As Mr. Omer affirms in one of his inaugural speeches, the people the state “didn’t sleep with peace and justice in any single day” since 1954 while oppression against them has been constant since the fall of the State’s government, the Adal Sultanate, in the late 19th century into hands of Abyssinian emperors. This testimony is parallel to the observance of the “Ethiopia’s successive regimes, be they imperial, socialist or the EPRDF, have been using the same form of subjugation including arbitrary arrests, executions, torture, rape and disappearances,” to colonize and rule the occupied Somalis in the words of Tobias Hagmann.

Since the start of the state’s occupation, the source of legitimacy and the real governing body have been the military officials and powerful authorities in Addis Ababa. State president, ministries, judges and members of parliaments—whenever they existed—were all came from the same “party” and have been the collaborates of the center’s hegemonic domination. They never came through the will of the people. This lack regional government legitimacy— a dimension of the colonization—made the regional government an instrument for spreading injustice which resulted in an ambivalence of abuse of power, a rule of men, lack of accountability, rampant corruption, and denial of basic human, democratic, social and economic rights.

Thus, needless to say, if President Omer ever thought to bring change to the people of the state he “leads”, it is this chain of oppression which is to be broken instead of competing to obtain it.

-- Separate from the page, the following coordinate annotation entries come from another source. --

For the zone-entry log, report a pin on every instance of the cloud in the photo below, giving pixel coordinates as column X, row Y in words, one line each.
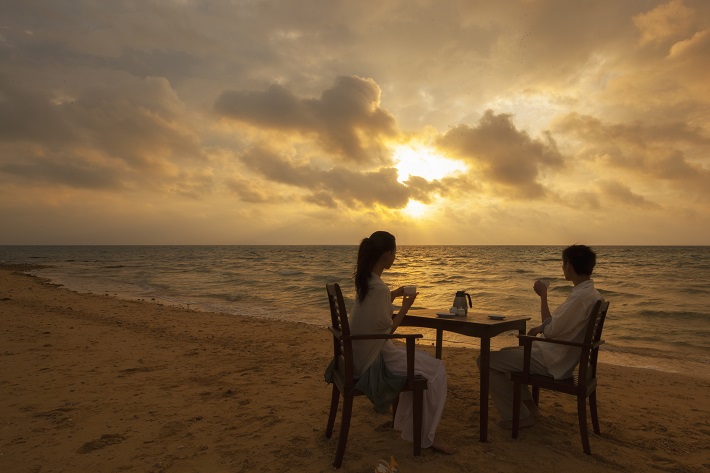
column 665, row 22
column 376, row 187
column 504, row 155
column 621, row 194
column 651, row 151
column 104, row 137
column 346, row 120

As a colonized society, Somali people in the Ethiopian empire are not only denied the right to self-rule and violently subjugated, rather they are declared value less and uncivilized. The Amharic words of Somali wari, (Somali talkative) bala gimal (camel herder) Somali gabare (Somali nomadic) are in mainstream social languages and used to publicize that Somalis are impervious to values and self-governance. In the eyes of the ruling Ethiopian elites, Somali cultural identity and norms are the enemies of self-rule. To them, Somalis are created to be ruled.

Therefore, to solve the above centuries-old problems, decolonization— “the creation of new men” in the words of Frantz Fanon is a must. That “creation of new men” is realizing the famous dictum of “all men are equal” which only make senses in the Fanon’s words “when colonized subject states he’s equal to the colonists.”

To make that solution a reality and meet the minimum demand of the “last should become the first,” the current chains of oppression must be broken permanently by ending the center’s hegemony and abolishing its enabler collaborators. The so-called ESPDP “party” must be abolished for good. All the central collaborators must be cleared from all organs of the state government and state must be completely liberalized from the “party”. In doing so, Mr. Omer must completely depart from the “democratic centralism” and endorse liberal democracy. He must reshuffle the cabinet and bring in talented, morally higher and ideologically matching leaders.

Since “for a colonized people, the most essential value, because it is the most meaningful, is first and foremost the land,” in the Fanon’s words, Mr. Omer must defend all the land of the colonized people and immediately solve the new wave of settlement in the western border of the state. Prevalence of justice and rule of law must be the hallmark of his interim administration. He must lead the region towards having a free and fair election with strong, competitive and ideologically different political parties in the upcoming elections. He must put the Abiy Ahmed’s “change” rhetoric and the constitution of the empire into test!